A summarizing pseudocode for LTE:

Input: pretrained LLM f, #experts N, threshold τ (e.g. 0.5), λ1 (efficiency coeff), λ2 (separability coeff), task data D // Step 0: Group neurons into experts via balanced k-means for each FFN layer l: cluster its W₁ columns into N groups of size d_FFN/N // Attach a sigmoid router G_l: x↦sigmoid(x W_g^{(l)}) ∈ [0,1]^N // Stage 1: joint model+router training (soft routing) for epoch in 1…Epoch1: for (x,y) in D: FFN_l(x_l) = ∑_{i=1}^N G_l(x_l)_i · Expert_i(x_l) Compute full loss and backpropagate // Stage 2: freeze routers, switch to hard thresholding for epoch in 1…Epoch2: for (x,y) in D: for l: mask_i = 1 if G_l(x_l)_i > τ else 0 FFN_l(x_l) = ∑_{i:mask_i=1} Expert_i(x_l) Compute L_task and update only f Return fine-tuned sparse LLM f_LTE.

3. Architectural Adaptation for ReLU and Soft Activations

LTE supports both ReLU-based and soft-activation (e.g., SwiGLU) heads:

• ReLU (e.g., GPT-2/OPT):

$$h = xW_1 + b_1, \quad \mathrm{FFN}(x) = \mathrm{ReLU}(h)W_2 + b_2$$

Neurons are grouped via columns of $W_1$, with routers operating on self-attention output $x$.

• Soft-Activation (e.g., LLaMA’s SwiGLU):

$$\mathrm{SwiGLU}(x) = (\mathrm{Swish}(xW_A) \odot (xW_B)) W_2$$

Experts are formed by clustering columns of $W_A$; routers and training methodology are otherwise unchanged. No modification to forward/backward computation is necessary for non-ReLU activations.

4. Inference Kernel and Hardware Efficiency

Efficient exploitation of structured sparsity is realized through a custom sparse-MoE CUDA kernel:

• Each expert block (32-wide) is packed contiguously in memory.
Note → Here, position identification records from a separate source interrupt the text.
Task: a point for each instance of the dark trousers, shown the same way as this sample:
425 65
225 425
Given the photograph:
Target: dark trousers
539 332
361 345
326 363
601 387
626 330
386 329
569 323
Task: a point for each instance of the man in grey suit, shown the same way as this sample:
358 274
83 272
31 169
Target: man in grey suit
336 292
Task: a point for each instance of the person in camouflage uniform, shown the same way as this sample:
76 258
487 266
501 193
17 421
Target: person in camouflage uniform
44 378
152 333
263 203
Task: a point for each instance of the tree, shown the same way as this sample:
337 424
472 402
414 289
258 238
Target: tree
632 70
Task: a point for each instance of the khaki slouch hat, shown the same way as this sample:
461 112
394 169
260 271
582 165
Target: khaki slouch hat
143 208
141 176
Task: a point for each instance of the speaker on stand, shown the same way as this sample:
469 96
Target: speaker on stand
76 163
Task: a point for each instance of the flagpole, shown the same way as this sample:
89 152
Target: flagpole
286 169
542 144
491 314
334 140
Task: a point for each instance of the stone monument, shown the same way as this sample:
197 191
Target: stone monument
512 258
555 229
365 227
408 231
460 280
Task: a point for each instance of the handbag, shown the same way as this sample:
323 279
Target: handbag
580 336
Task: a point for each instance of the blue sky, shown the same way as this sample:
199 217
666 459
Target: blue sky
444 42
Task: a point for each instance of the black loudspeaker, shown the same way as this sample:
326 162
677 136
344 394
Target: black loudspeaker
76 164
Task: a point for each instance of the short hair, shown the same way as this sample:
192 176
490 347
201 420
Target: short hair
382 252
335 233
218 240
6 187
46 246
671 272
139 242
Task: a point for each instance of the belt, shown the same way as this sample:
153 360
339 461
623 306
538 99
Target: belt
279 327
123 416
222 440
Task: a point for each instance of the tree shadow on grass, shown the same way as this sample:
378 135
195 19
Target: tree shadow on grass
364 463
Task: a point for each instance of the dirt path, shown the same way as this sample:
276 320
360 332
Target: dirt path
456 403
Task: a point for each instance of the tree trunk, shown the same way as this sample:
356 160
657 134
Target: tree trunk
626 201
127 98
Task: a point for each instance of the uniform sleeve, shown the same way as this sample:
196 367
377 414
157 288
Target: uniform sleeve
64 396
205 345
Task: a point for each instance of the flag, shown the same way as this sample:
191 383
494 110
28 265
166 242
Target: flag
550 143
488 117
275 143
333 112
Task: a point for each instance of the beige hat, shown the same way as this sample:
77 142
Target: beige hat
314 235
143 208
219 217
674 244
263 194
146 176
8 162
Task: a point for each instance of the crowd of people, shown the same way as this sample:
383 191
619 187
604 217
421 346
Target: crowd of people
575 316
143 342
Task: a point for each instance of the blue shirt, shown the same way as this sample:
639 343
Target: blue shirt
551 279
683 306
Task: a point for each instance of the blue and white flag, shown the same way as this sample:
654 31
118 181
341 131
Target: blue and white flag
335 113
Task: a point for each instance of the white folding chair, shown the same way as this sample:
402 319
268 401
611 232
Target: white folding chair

• At inference, binary masks $\{\mathbf{1}[G_i > \tau]\}$ are used to select active experts.

• A single fused kernel:

  1. Gathers active blocks into a small dense buffer.
  2. Performs a batched GEMM on the buffer.
  3. Writes output back to the original locations.

Routers account for approximately 1% of FFN FLOPs; thresholding is a binary mask operation. Wall-clock throughput scales almost linearly with the fraction of blocks dropped. Empirical measurements indicate up to 2.6× FFN FLOPs reduction translates to ~2× end-to-end speedup on modern GPUs (Zheng et al., 2024).

5. Empirical Evaluation

Representative accuracy and efficiency results:

Table: Comparative GFLOPs/token Across Methods

Method	XSum	E2E	Wikitext
Full (dense)	12.06	12.06	12.06
KLA (oracle)	7.14	6.42	7.87
MoEfication (ReLU)	10.45	–	–
R-LLaMA+MoE	8.27	7.39	11.10
LTE (Ours)	5.38	4.65	6.59

• NLU (RoBERTa-base on GLUE) at 90% FFN sparsity:

  • SST-2: 93.3% (vs. 93.5% dense)
  • MRPC F1: 88.1% (vs. 89.0%)
  • QNLI: 90.8% (vs. 91.0%)
  • MNLI-m: 90.1% (vs. 90.5%)
• LLaMA-7B: Permitting up to 0.05 ROUGE-L drop on XSum/E2E and 0.5 PPL on WikiText, LTE achieves the lowest GFLOPs/token across tasks.

Trade-off curves (sparsity vs. accuracy) consistently show LTE dominating standard fine-tuning, MoEfication, and KLA oracle baselines, notably at high sparsity (80–95%).

6. Ablation Analysis and Best Practices

• Two-stage training is critical; Stage 1 router training confers ≈10% higher accuracy at high sparsity (90%) compared to random or Softmax-top-$K$ routers.
• $\lambda_1$ directly tunes average sparsity; $\lambda_1 \approx 0.1$–0.3 yields 80–90% sparsity with <1% accuracy degradation.
• Layer-wise sparsity adapts: In RoBERTa-base on MRPC, lower layers retain ~20% active experts while upper layers drop ~80%; the reverse is observed in GPT-2 medium on WikiText.
• $\tau = 0.5$, $\lambda_2 = 0.5$ remain effective across experiments.

7. Context and Implications

LTE extends structured sparse Mixture-of-Experts (MoE) approaches to a broader class of LLMs, supporting both traditional ReLU and newer soft-gated architectures. The approach incurs minimal overhead—routers are small and computationally efficient—enabling significant inference acceleration without the post-hoc brittleness or limited applicability of earlier MoEfication techniques. The highly structured, hardware-compatible sparsity regime induced by LTE unlocks substantial FLOPs savings at marginal or negligible performance cost, with established generality across language understanding, generation, and instruction tuning tasks (Zheng et al., 2024).